Just at a time when the world’s food supply is shifting into shortage, when food prices are rocketing and agricultural commodity prices sky-high, when the costs of farming inputs like diesel are shooting up, and when policymakers are creating new demands for bio-fuels, up pops the EU Commission with a plan for a dramatic reduction in crop yields. Yes. You read that right. A reduction. The word “Perverse” might have been coined just for this initiative.

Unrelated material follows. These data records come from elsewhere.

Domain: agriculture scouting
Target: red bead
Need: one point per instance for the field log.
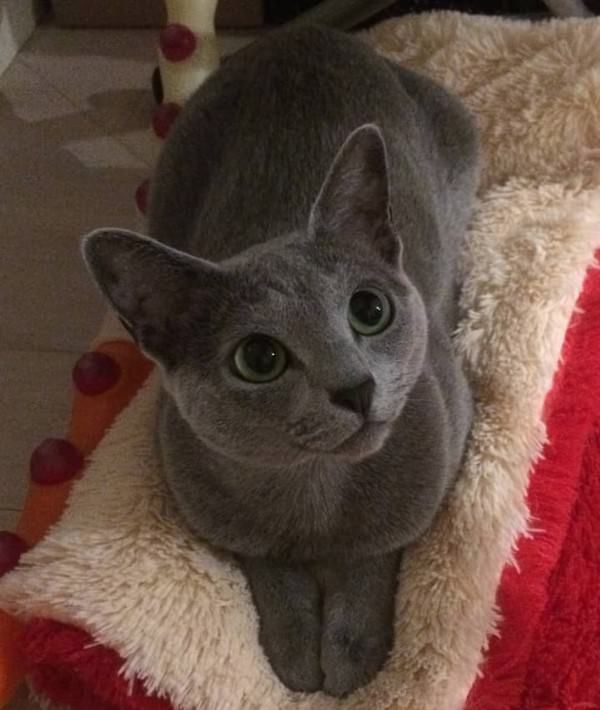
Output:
(141, 196)
(55, 461)
(95, 372)
(11, 549)
(163, 118)
(177, 42)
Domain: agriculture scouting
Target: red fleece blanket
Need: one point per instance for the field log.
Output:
(547, 654)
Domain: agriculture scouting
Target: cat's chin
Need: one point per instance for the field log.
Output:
(364, 443)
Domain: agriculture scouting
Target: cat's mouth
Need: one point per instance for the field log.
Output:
(364, 442)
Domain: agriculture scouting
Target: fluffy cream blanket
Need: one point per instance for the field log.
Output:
(119, 564)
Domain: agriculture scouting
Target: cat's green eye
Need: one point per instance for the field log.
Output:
(370, 311)
(259, 358)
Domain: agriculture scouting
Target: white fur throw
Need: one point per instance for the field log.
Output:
(119, 564)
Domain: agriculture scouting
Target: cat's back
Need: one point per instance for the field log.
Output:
(253, 145)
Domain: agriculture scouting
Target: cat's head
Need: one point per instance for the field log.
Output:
(304, 346)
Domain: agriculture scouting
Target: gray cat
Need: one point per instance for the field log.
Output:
(299, 295)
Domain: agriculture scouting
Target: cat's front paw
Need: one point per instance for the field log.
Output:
(351, 659)
(294, 656)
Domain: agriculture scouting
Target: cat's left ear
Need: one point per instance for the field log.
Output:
(354, 201)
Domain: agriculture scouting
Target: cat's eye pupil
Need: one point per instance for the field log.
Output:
(369, 311)
(259, 358)
(260, 355)
(367, 307)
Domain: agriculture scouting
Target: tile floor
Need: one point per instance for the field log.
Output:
(75, 107)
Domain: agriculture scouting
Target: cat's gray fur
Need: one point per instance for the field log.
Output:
(247, 182)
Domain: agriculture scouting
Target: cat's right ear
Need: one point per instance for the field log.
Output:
(154, 289)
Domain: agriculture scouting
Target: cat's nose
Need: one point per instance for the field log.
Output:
(357, 398)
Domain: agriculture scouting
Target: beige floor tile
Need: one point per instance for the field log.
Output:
(35, 404)
(66, 177)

The Commission has given in to pressure from various alarmist green lobbies to introduce draconian bans on commonly-used pesticides and herbicides, many of which have been in use perfectly safely for decades. After all, say the bureaucrats, there may be no evidence of harm, but there could be potential problems that we don’t know about yet. This is the EU’s infamous Precautionary Principle. If something could be dangerous, assume it is, and ban it. On this basis we might well ban getting out of bed in the morning. Or crossing the road.
The European parliament, true to form, took some bad proposals from the Commission and made them worse. After all, you get cheap headlines by saying “MEPs vote to increase consumer protection”, if you don’t happen to mention the effect on food prices and availability. Too often, MEPs revel in the exercise of power without responsibility.
We don’t know of any harm caused by these substances, but we know an awful lot about the harm caused by banning them. The UK government’s prestigious Pesticide Safety Directorate (PSD) has published a damning report on the parliament’s proposals, saying they could reduce the availability of pesticides by up to 85%. PSD concludes that if the parliament’s proposals were implemented, “conventional agriculture in the UK (and much of the EC) … would not be achievable, with major impacts on crop yields and food quality”. There will certainly be double-digit percentage reductions in yields, with some estimates of losses up to 50%.
And the worst irony of all is that these measure would force production offshore, to jurisdictions with less rigorous rules and controls, and we should end up eating imported food with higher pesticide residues. So the consequences of the EU’s plan will be less food; more expensive food; plus slugs in the lettuce and worms in the apples. Or higher pesticide residues. Or both.